In Madama Butterfly, the expectations of marriage and family are the societal norms that drive Puccini’s exotic heroine, Cio-Cio San (aka Butterfly) to marry Lieutenant Pinkerton, and to wait for him when all others have given up hope for his return. It is Pinkerton’s undermining of these expectations that ultimately lead to her suicide. However, Cio-Cio San is not a common woman. Born wealthy, she is not forced to make immoral decisions due to these impersonal needs; rather, she is able to make markedly moral decisions despite those needs. A woman with an undying faith is a stereotype in Romantic opera, one thinks of Agathe (Der Freishcütz), Senta (Der Fliegende Holländer)  or Desdemonda (Otello) and in this way she is almost a typical opera heroine set within a tragic verismo context.

Caballero, with her grace, charismatic presence, stamina and wondrous instrument, is cast perfectly as Butterfly. Indeed, she thrives in Puccini’s relentless setting. From her entrance aria early in the first act, where she is brought to the very top of the soprano range, until the very end, Caballero’s intensity and presence was remarkable. Her central aria, “Un bel dì vedremo,” was simply astonishing, her delicate voice’s gentle timbre clearly articulating Butterfly’s hopeless optimism.

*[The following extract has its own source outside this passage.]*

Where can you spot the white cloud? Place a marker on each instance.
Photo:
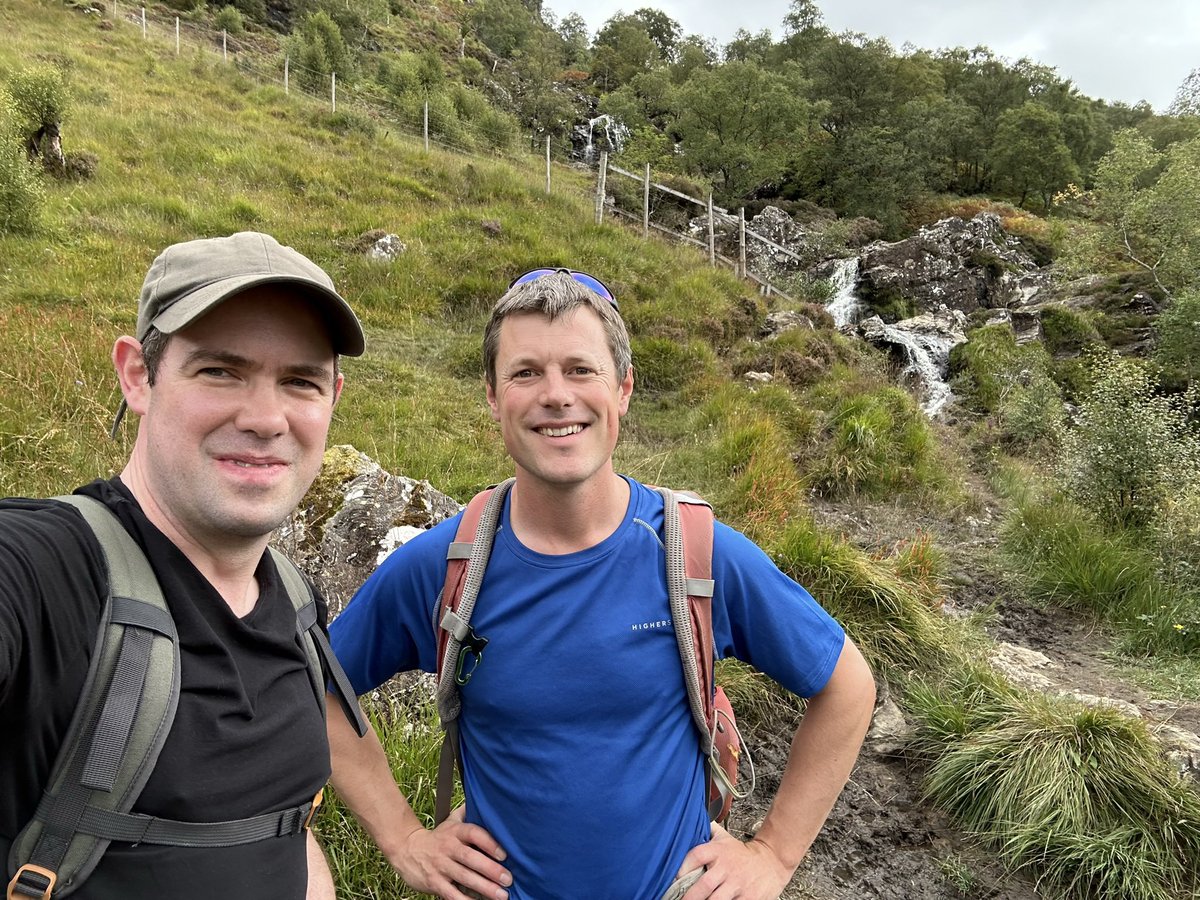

Maestro Dean Williamson and the Nashville Opera Orchestra deserve mention here for their subtle handling of Puccini’s motivically organized opera. Apart from the “Un bel dì” motive, which is overtly reprised at Pinkerton’s return, Puccini’s motivic designs are less directly referential than his earlier works, with some creating more of a musical atmosphere and ambiance. Williamson handled this subtle design with great care, all the while maintaining the incredibly important balance in Puccini’s Orchestra—the heavy orchestral brass accompanying the “heroic” Pinkerton versus the lighter and more delicate presence of Butterfly.

Adam Diegel as Pinkerton (Image: Anthony Popolo)

For his part, Adam Diegel played a dashing Pinkerton, with a bright and polished tenor that made his naïve seduction of Butterfly quite believable. His and Cabllero’s voices blended with a surprisingly poignant intimacy at the end of the first act in their duet “Viene la sera.” Pam Lisenby’s costuming was simple but elegant–Pinkerton appears in the first act in a heroic white uniform but returns in a dreaded black uniform. The straight and square lines of his uniform contrasted powerfully with the flowing curves and colorful prints of Butterfly’s kimonos.

Sharpless, the American Consul, is one of the most innovative of Puccini’s narrative characters. This baritone part, a voice type traditionally reserved for the antagonist, here plays the role of a Greek chorus, warning Pinkerton (and the audience) of the approaching catastrophe and commenting on it afterwards. As Sharpless, on Thursday Lester Lynch seemed to have some difficulties in terms of power in the first act, but by the second his voice bloomed into a well-rounded sound that carried throughout TPAC’s very difficult hall. His acting was delightful, at times humorous and at others reprimanding.

If Sharpton communicated the wrongs in Pinkerton’s seduction, Suziki, played by the wonderful Cassandra Zoe Velasco, expressed the pain that it inflicted on Butterfly. At the end of the second act, her flower duet with Butterfly was delightful when their voices gently blended in a magical moment as cherry blossoms floated down from above.

Suzuki (Cassandra Zoe Velasco) and Butterfly (Image: Anthony Popolo)

Joel Sorensen, as the marriage broker Goro, was pretty darn funny, as was Brent Hetherington as Prince Yamadori (Hetherington doubled well as “The Bonze”). The blocking of the production was genius with Kate Pinkerton (Sara Krigger) innocently invading Butterfly’s space and privacy; an encroachment on Butterfly’s world that served as an immediate and symbolic expression of Western imperialism’s influence on the East.

In all Director John Hoomes has pulled off another success and it bodes quite well for a fun season of Nashville Opera, which will return in December with a production of Gian Carlo Menotti’s holiday opera Amahl and the Night Visitors.